En attendant les conclusions, l’emballement médiatique en a agacé plus d’un, notamment Karana Mudra qui estime que les journalistes ont déformé la réalité. Je ne sais pas ce qui s'est passé exactement à Toulouse, (…) des personnes se sont senties mal et s'en sont plaint, c'est tout à fait regrettable et j'espère qu'elles peuvent aujourd'hui reprendre leur formation sereinement. (…) Mais je trouve qu'en dehors du fait que c'est interdit, le traitement de cette "affaire" par les médias est lamentable, comme souvent : ce jour-là, il devait y avoir une dizaine d'autres écoles qui faisaient des bizutages du même tonneau mais apparemment les journalistes ont préféré se focaliser sur les infirmiers. Les articles qui ont relayé cet incident le déforment, et le résultat c'est qu'on peut lire un torrent de réactions haineuses contre les ESI (j'ai quand même lu quelqu'un nous assimilant à des nazis...)
, s’insurge-t-elle.
Alors c’est vrai, pourquoi faire tout ce tapage sur cette histoire alors que le bizutage, bien qu’illégal est pratiqué partout, selon la forumeuse ? Peut-être simplement parce que c’est 250 étudiants de première année qui ont été victime de brimades et que certains ont très mal vécu cette humiliation et ont osé en parler. Peut-être parce que les différents témoignages convergent et que si ces comportements restent pratiqués fréquemment, ils sont interdits et qu’il est important que cela cesse. Pour cela, n’est-il pas nécessaire que ces pratiques soient dénoncées ? Il est probable, malheureusement que ces événements aient cours dans de nombreuses facultés ou institutions mais est-ce qu’il est normal que quelque chose de punissable par la loi soit ainsi banalisé sans que personne n’en parle ?

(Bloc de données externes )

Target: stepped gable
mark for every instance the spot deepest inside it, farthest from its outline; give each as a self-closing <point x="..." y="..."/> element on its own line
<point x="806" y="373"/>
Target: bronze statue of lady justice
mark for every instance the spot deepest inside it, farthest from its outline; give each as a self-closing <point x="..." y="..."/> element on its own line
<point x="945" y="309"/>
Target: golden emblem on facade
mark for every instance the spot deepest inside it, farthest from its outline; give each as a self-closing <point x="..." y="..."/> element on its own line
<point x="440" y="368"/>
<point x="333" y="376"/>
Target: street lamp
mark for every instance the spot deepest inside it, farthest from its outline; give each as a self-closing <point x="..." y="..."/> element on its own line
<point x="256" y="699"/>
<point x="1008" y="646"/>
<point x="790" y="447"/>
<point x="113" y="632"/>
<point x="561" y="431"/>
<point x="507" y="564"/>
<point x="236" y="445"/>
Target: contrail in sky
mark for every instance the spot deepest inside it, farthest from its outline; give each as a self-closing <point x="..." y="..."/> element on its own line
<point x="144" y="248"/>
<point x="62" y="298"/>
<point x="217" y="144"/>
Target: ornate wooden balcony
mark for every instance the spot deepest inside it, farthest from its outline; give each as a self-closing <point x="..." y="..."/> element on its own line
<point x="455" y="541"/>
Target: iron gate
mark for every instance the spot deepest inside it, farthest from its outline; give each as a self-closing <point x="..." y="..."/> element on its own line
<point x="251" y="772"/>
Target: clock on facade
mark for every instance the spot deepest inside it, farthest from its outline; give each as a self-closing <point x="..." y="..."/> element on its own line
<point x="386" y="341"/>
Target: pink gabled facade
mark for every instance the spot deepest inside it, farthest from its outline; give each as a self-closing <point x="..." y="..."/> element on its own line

Pour les victimes, ces événements peuvent avoir un impact considérable sur leur vie estudiantine. Le plus gênant dans cette histoire, c’est la confiance des élèves envers l’équipe de formateurs qui est rompue et qui sera difficile de reconstruire
, souligne Paullaurent59. Les propos d’une des étudiantes bizutées à Toulouse le confirment en partie : à l’école, il y a une pression énorme. Les gens cherchent à savoir qui a parlé. On ne sait pas trop à qui faire confiance
.
On espère toutefois que cette jeune femme et les autres 1ère année bizutés vont pouvoir poursuivre leurs études paisiblement et sans craintes, mais au vu de ce témoignage, on en doute… la double peine en quelque sorte.